[Haskell-beginners] Why does this list comprehension return an empty list?
Chaddaï Fouché
chaddai.fouche at gmail.com
Tue Jul 23 21:12:51 CEST 2013
Le 23 juil. 2013 10:54, "Costello, Roger L." <costello at mitre.org> a écrit :
>
> Hi Folks,
>
> I have a list of singletons:
>
> xs = [("a")]
>
> f is a function that, given an argument x, it returns the argument:
>
> f x = x
>
> g is a function that, given an argument x, it returns the empty list:
>
> g x = []
>
> I have a list comprehension that extracts the singletons from xs using f
and g, and creates a pair from their output:
>
> [(a,b) | a <- f xs, b <- g xs]
>
> I executed this and the result is the empty list:
>
> []
>
> That is odd. Why is the empty list the result?
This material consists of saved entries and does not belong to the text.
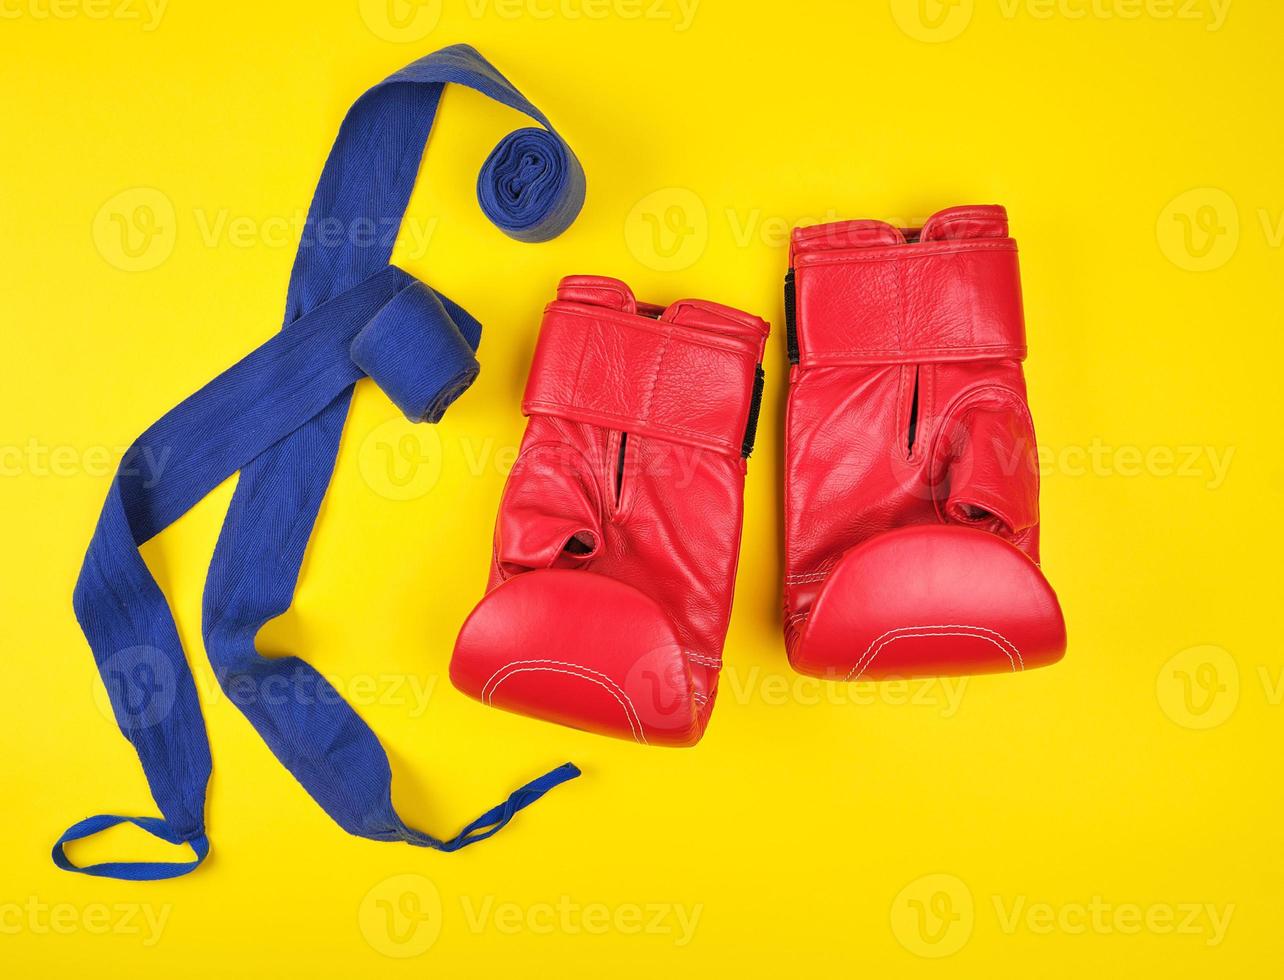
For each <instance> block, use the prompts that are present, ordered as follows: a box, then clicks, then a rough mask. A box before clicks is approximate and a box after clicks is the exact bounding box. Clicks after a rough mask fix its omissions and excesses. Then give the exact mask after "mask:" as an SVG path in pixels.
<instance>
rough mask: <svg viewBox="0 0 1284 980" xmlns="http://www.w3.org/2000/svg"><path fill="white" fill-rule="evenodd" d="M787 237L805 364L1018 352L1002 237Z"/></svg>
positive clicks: (1005, 355) (921, 357)
mask: <svg viewBox="0 0 1284 980" xmlns="http://www.w3.org/2000/svg"><path fill="white" fill-rule="evenodd" d="M800 231H804V232H805V231H810V230H808V229H804V230H800ZM813 243H814V244H813ZM794 245H795V256H794V288H795V290H796V298H795V302H796V317H797V319H796V328H797V343H799V362H800V363H801V366H804V367H819V366H823V365H850V363H917V362H924V361H980V360H993V358H1016V360H1025V356H1026V329H1025V317H1023V315H1022V304H1021V276H1019V271H1018V263H1017V244H1016V241H1013V240H1012V239H1009V238H999V239H980V240H963V241H923V243H910V244H890V245H882V244H880V245H874V247H869V248H859V247H856V248H846V247H841V244H840V247H838V248H835V247H833V245H835V241H833V240H832V236H831V239H829V240H826V239H824V238H819V239H817V236H811V240H810V241H809V240H808V236H805V235H804V236H800V235H799V234H797V232H796V234H795V241H794Z"/></svg>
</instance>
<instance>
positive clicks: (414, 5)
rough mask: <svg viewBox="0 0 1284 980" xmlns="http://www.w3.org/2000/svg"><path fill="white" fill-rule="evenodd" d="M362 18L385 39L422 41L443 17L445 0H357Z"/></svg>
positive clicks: (393, 43)
mask: <svg viewBox="0 0 1284 980" xmlns="http://www.w3.org/2000/svg"><path fill="white" fill-rule="evenodd" d="M357 5H358V9H360V12H361V19H362V21H363V22H365V24H366V27H369V28H370V32H371V33H372V35H375V37H379V39H380V40H383V41H392V42H393V44H412V42H413V41H422V40H424V39H425V37H428V36H429V35H430V33H433V31H435V30H437V24H438V23H440V19H442V0H358V4H357Z"/></svg>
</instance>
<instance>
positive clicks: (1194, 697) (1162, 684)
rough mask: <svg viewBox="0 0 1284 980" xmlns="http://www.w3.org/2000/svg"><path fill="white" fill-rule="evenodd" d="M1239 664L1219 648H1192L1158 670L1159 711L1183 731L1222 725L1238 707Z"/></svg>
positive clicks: (1166, 663) (1225, 651)
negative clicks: (1158, 673) (1179, 724)
mask: <svg viewBox="0 0 1284 980" xmlns="http://www.w3.org/2000/svg"><path fill="white" fill-rule="evenodd" d="M1239 688H1240V682H1239V664H1236V663H1235V658H1234V656H1231V655H1230V652H1229V651H1226V650H1222V649H1221V647H1220V646H1193V647H1190V649H1189V650H1183V651H1181V652H1180V654H1177V655H1176V656H1174V658H1172V659H1171V660H1168V661H1167V663H1166V664H1165V665H1163V667H1162V668H1159V676H1158V678H1157V681H1156V694H1157V696H1158V699H1159V708H1162V709H1163V713H1165V714H1166V715H1168V718H1171V719H1172V721H1174V722H1176V723H1177V724H1180V726H1181V727H1183V728H1192V730H1195V731H1207V730H1208V728H1216V727H1217V726H1220V724H1224V723H1225V722H1226V721H1228V719H1229V718H1230V717H1231V715H1233V714H1234V713H1235V708H1236V706H1238V705H1239Z"/></svg>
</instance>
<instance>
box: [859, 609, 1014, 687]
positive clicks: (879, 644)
mask: <svg viewBox="0 0 1284 980" xmlns="http://www.w3.org/2000/svg"><path fill="white" fill-rule="evenodd" d="M917 629H932V631H953V632H931V633H918V632H912V631H917ZM959 631H966V632H959ZM986 633H989V634H990V636H985V634H986ZM937 636H966V637H972V638H973V640H985V641H986V642H990V643H993V645H994V646H996V647H999V650H1000V651H1003V654H1004V655H1005V656H1007V658H1008V663H1009V664H1012V672H1013V673H1017V672H1018V670H1025V669H1026V661H1025V658H1022V656H1021V650H1019V649H1018V647H1017V645H1016V643H1013V642H1012V641H1011V640H1008V637H1005V636H1004V634H1003V633H1000V632H999V631H996V629H989V628H986V627H981V626H968V624H966V623H941V624H923V626H907V627H898V628H895V629H889V631H887V632H885V633H883V634H882V636H878V637H876V638H874V640H872V641H869V646H867V647H865V651H864V652H863V654H862V655H860V656H859V658H858V659H856V663H855V665H854V667H853V668H851V670H849V672H847V676H846V677H845V678H844V679H845V681H859V679H860V676H862V674H864V672H865V670H868V669H869V665H871V664H872V663H873V661H874V659H876V658H877V656H878V654H880V652H882V650H883V647H886V646H889V645H890V643H894V642H895V641H898V640H913V638H930V637H937ZM1013 655H1016V659H1013ZM1018 664H1019V667H1018Z"/></svg>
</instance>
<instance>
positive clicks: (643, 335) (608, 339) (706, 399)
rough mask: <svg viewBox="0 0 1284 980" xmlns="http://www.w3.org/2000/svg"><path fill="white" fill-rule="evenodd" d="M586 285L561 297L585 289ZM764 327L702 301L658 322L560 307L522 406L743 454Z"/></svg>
mask: <svg viewBox="0 0 1284 980" xmlns="http://www.w3.org/2000/svg"><path fill="white" fill-rule="evenodd" d="M586 280H591V277H586V276H578V277H575V281H574V284H573V286H574V292H573V289H571V286H568V284H566V283H564V285H562V289H561V290H560V294H562V295H566V294H578V293H582V292H583V290H584V289H586V288H587V286H586ZM603 281H606V283H611V281H612V280H603ZM767 329H768V328H767V324H765V322H764V321H761V320H759V319H758V317H755V316H751V315H747V313H742V312H740V311H736V310H731V308H729V307H722V306H719V304H716V303H705V302H700V301H682V302H679V303H674V304H673V306H670V307H669V308H668V310H664V311H663V312H660V313H659V315H657V316H646V315H639V313H632V312H616V311H614V310H603V308H602V307H596V306H588V304H584V303H579V302H566V301H557V302H553V303H550V304H548V307H547V310H546V312H544V320H543V325H542V328H541V330H539V342H538V346H537V347H535V356H534V362H533V363H532V369H530V376H529V380H528V381H526V393H525V398H524V399H523V406H521V407H523V411H524V412H525V414H526V415H553V416H557V417H561V419H570V420H573V421H579V423H584V424H588V425H600V426H602V428H606V429H620V430H624V432H629V433H634V434H641V435H652V437H655V438H660V439H666V441H669V442H677V443H684V444H687V446H697V447H700V448H705V450H711V451H715V452H725V453H732V455H736V456H740V455H741V452H742V447H743V443H745V441H746V439H745V437H746V429H747V426H749V423H750V415H751V411H752V403H754V397H755V379H756V374H758V365H759V362H760V361H761V356H763V348H764V346H765V340H767Z"/></svg>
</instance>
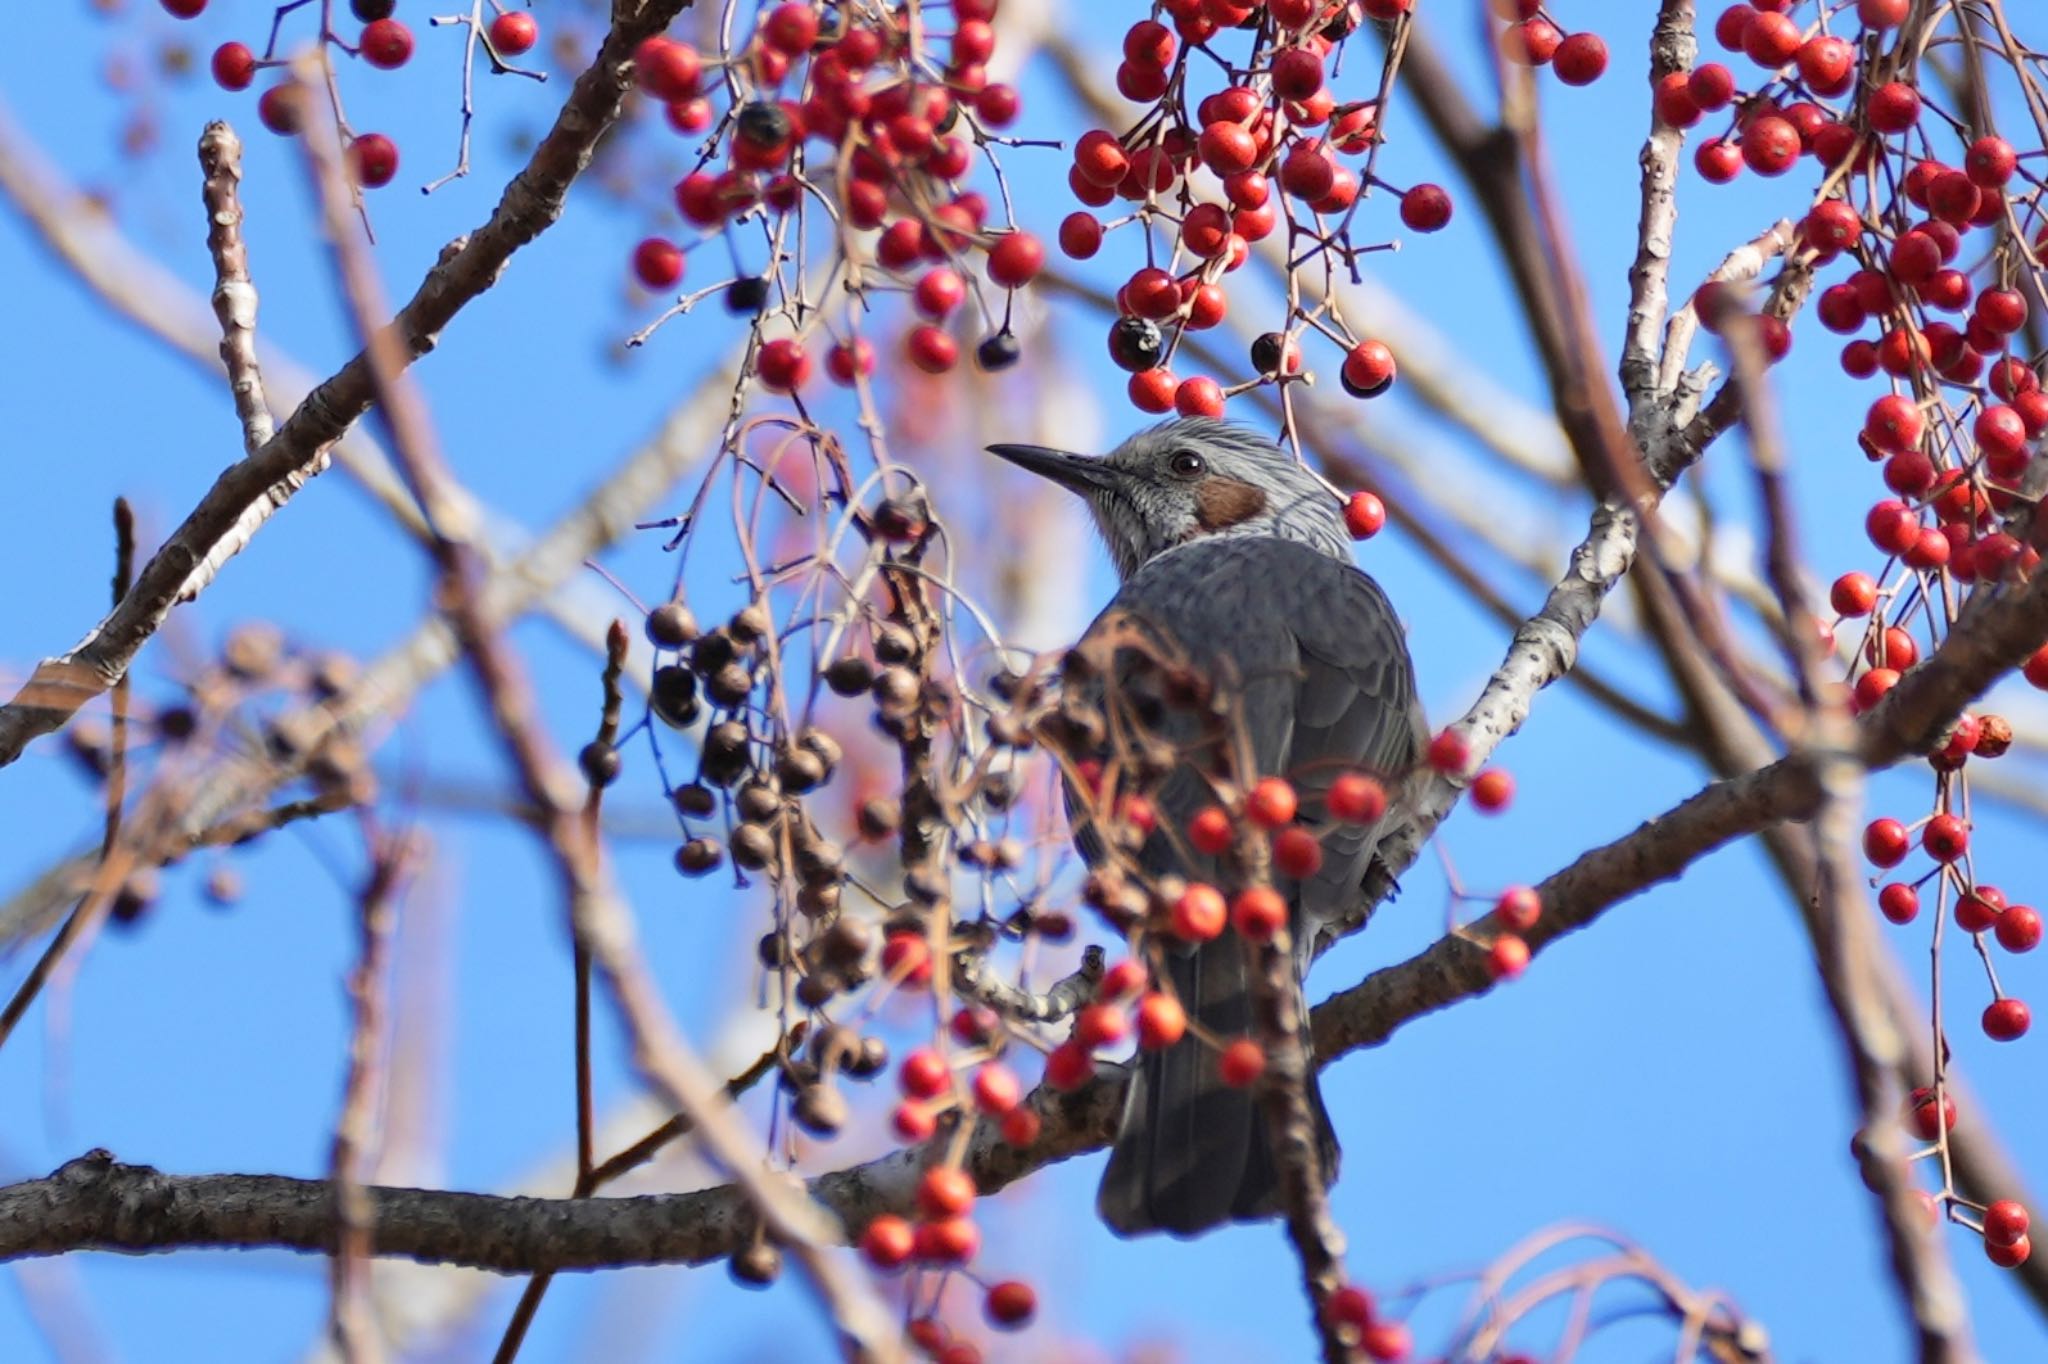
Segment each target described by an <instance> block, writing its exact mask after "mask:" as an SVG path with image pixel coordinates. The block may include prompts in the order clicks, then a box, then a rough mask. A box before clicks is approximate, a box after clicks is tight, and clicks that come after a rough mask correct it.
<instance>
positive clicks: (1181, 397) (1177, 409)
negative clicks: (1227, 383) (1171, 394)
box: [1174, 375, 1223, 418]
This is pretty normal since there are no elements in "g xs" so b can takes
no values. You have got some excellent answers on that but I think your
problem is more fundamental :
> f x = x
This function does nothing or more precisely it is the identity, you can
replace "f anything" by "anything" and have exactly the same result.
> g x = []
This function just takes anything and returns an empty list. So
> [(a,b) | a <- f xs, b <- g xs]
Is exactly the same as :
> [(a,b) | a <- xs, b <- [] ]
If xs is ["a"] that becomes
> [(a,b) | a <- ["a"], b <- [] ]
I think those f and g didn't work like that in your mind so could you
explain what you thought they should do (with some examples maybe).